Monday, June 1, 2009

Living in LA = Cheap Film Industry Spectacles

Recently I've been swimming in screenings and tributes. The Academy of Motion Picture Arts and Sciences puts on a lot of events, and many of them are open to the public for ridiculously small fees like $3.
Par exemple, a few Wednesdays ago I dragged my tired body from the Hollywood/ Vine Metro station, sloughed off the grime, and entered the clean, controlled space of the Pickford Center for Motion Picture Study on Vine. There was an open bar and cheese and fruit. I ate some melon in the corner, trying to look nonchalant in my beat up sandals and overstuffed backpack.
When the time came I found a seat in the plush Linwood Dunn Theater, where the plebes like me were relegated to the wings of the hall while the VIPs sat in the center. We watched several old, old films made when Hollywood was in its infancy. All were made between 1909 and 1914, using Griffith Park, Santa Monica, and other spots as the Old West or Europe or whatever they needed. Some of them were frightfully dull to my overstimulated brain (especially the proto-Westerns), but most had some spark of truth in their portrayals of human emotions and relationships. No living celebrities featured.
A while back I attended a Norman Jewison tribute event that featured a lot of people who had worked with him over the years, including Cher, Faye Dunaway, Carl Reiner, Alan & Marilyn Bergman, and moderated by Leonard Maltin. Thanks to my sisters, who got there early, I got to sit up close and scrutinize the divas' plastic surgery with my own eyes. Both wore big accessories to hide their faces, including hats, wigs, and sunglasses.
These tributes feature a tremendous amount of laudatory remarks, and I find the ritual performance of social solidarity between entertainment industry craftspeople fascinating. It's such a spectacle, and not one in which the audience participates.
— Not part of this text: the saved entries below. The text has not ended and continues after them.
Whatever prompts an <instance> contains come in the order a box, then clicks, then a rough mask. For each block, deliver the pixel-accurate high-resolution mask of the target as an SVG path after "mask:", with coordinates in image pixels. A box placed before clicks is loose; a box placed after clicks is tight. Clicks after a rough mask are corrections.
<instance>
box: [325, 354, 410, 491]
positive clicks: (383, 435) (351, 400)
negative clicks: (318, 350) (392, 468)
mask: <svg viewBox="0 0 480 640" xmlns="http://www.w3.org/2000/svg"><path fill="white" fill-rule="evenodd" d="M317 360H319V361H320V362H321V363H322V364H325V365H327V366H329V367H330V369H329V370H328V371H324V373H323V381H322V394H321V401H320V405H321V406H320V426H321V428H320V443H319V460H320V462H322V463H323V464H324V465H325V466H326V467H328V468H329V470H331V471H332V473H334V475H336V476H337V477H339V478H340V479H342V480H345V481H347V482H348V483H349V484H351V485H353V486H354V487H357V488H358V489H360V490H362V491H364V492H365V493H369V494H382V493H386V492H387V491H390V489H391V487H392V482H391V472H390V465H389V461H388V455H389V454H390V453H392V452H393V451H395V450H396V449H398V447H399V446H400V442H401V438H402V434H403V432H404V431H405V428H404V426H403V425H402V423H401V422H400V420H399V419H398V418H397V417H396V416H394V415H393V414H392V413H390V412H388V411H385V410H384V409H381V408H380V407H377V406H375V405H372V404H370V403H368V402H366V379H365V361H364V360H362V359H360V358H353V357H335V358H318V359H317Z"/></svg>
Sure, we can laugh at the right points and clap A LOT, but there will be no mingling between me and Cher. In this way celebrities come on display and are perceptibly real; they're in the room, but still so inaccessible to me socially as to be more like animated dolls. When are they open to social contact? These tributes mark the boundaries of closed social worlds, up there onstage for all to see.
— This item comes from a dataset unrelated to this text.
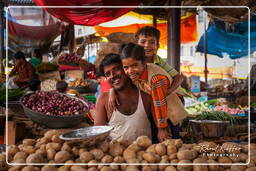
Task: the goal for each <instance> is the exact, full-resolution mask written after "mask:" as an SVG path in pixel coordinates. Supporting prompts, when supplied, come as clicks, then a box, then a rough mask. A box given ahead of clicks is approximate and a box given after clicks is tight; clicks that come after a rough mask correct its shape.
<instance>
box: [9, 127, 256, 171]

In the same vein, I went to another Academy event on Friday to honor Alan and Marilyn Bergman, who wrote the lyrics for a lot of movie themes in the 60s and 70s. This tribute took place at the Samuel Goldwyn Theater in Beverly Hills, and though I inadvertently made my way into a closed reception which featured a variety of smorgasbords, heaving with meats, I got shuffled out when some lackey noticed that I looked out of place. Bobby, though, better camouflaged than me in his dinner jacket, managed to enjoy some treats until they started flashing the lights and chasing all the reception guests out of the hall like cockroaches, trying to redirect them from the sumptuous feast up to the sumptuous theater.
The event itself was more of the same: "_____ is definitely on everyone's list of top _____," "____ are like family to me," "_____ are soooo special." Granted, what else are people supposed to say at a tribute?
The most famous guest, Barbra Streisand, also obscured her face with hair and sunglasses, but I was way too far back in the theater to see whether it was to hide age or just a part of her look. Quincy Jones played host this time, which was weird because at the Norman Jewison tribute the Bergmans and Jewison had talked about him a whole bunch. I think he introduced them all to each other. Then, at the Bergmans' tribute, Jewison was out of town and appeared only in a video tribute, but Jones and the Bergmans talked about him a whole bunch. Marilyn Bergman even told the same joke about Jones offering them a writing job on Jewison's In the Heat of the Night at both events, with a slightly different punchline at each.
I sure enjoy observing the performance of Hollywood's social networks, though it leaves me feeling a little dusty and used afterwards. For the vast majority of us, the only role is to clap and laugh.